Forget temporarily stepping away from the foundation, Justin Trudeau never should have been involved in the first place. When the foundation was established in 2001 (with taxpayer money, remember), he had no relevant qualifications. This was around the time he was describing himself to the press as “far from a finished product … I haven’t done anything. I haven’t accomplished anything.” And he wasn’t exaggerating. He was a 30-year-old trust fund kid about to drop out of an engineering program.
Back in 2001, it probably never occurred to anyone that Pierre’s wastrel son would become a serious political player. Sure, he’d attracted the spotlight a year before for his treacly eulogy at his father’s funeral, but the thought that he would follow in his father’s footsteps was still just the misty-eyed fantasy of a few greying Boomers.
Yet there he is in the very first Annual Report alongside Sacha, the Roman to his Kendall. And what, come to think of it, did their 31-year-old half-sister Sarah bring to the board of directors before she resigned beyond sacred bloodline? You can see why the Chinese Communist Party might have confused the Trudeau Foundation with the Trudeau family.
The line was further blurred, of course, by the prime minister’s appearance with the same donor at a Liberal Party fundraiser in the same year. (As for the $800,000 that the same source pledged to the University of Montreal law school, Pierre Trudeau’s alma mater, there is Sacha once again, dragged out to lend his surname to the official announcement.)
So what now? You can say that the foundation should give back its endowment and turn off the lights, and I wouldn’t object. But most of our peer countries think it’s worthwhile to have a national graduate scholarship program of this kind, and I agree. And if we are going to have such a program and we already have a body with the infrastructure and experience to deliver it, we might as well use it.
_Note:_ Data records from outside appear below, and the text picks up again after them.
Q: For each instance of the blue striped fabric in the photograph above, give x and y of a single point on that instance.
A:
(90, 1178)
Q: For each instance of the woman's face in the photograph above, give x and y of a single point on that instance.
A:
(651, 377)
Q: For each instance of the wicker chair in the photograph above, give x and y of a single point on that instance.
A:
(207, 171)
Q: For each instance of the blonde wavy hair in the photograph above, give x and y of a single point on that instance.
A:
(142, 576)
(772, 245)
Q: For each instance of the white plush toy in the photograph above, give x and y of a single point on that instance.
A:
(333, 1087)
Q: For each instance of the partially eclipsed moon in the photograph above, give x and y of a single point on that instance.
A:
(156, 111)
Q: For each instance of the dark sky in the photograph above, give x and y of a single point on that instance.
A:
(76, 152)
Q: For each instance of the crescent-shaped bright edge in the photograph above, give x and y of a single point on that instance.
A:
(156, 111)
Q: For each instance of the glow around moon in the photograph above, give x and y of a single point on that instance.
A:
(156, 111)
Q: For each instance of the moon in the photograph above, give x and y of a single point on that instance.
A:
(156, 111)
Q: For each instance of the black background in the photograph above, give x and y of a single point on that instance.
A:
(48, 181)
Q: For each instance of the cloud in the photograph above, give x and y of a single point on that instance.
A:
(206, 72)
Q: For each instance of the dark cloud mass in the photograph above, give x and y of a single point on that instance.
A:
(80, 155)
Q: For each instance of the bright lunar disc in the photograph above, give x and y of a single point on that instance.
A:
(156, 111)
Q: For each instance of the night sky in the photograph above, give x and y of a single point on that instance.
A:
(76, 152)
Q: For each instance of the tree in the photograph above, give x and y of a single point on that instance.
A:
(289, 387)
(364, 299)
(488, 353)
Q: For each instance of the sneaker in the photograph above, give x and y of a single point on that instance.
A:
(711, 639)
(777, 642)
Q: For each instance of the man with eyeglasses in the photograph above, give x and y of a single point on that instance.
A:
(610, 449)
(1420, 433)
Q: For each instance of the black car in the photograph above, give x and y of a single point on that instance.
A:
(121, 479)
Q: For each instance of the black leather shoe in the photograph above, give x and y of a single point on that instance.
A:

The problem was not the idea but the execution, specifically the structural flaws that were baked into it the foundation from the beginning, which even the best leadership could not have overcome. The board and the executive’s resignation provide an opportunity for a complete re-set. That is, if the remaining board members are prepared to take it, which is why I was so critical of the choice to keep on board members who are by implication tainted with the foundation’s core problems.
The new chairman has said that they are “launching an independent review of the organization’s acceptance of a donation ‘with a potential connection to the Chinese government’” that will be “conducted by an accounting firm instructed by a law firm, neither of which were previously involved with the Foundation.” That is not good enough.
The last thing the foundation needs is another Liberal-connected law firm (because they all are) directing another Liberal-connected accounting firm (because they all are) to provide them with a list of cosmetic measures that will allow the family business to carry on as usual. The board should skip the “review” and move straight to the “independent” part with a top-to-bottom reordering of the foundation’s governance.
Ditch the Trudeau name. Cut all ties with the Trudeau family. Give the tainted money to a charity fighting human rights violations in China. And then step aside so that a new board and new management can take over. Nothing less will honour the recent board and management resignations; nothing less can save the good work the foundation was doing and should continue to do.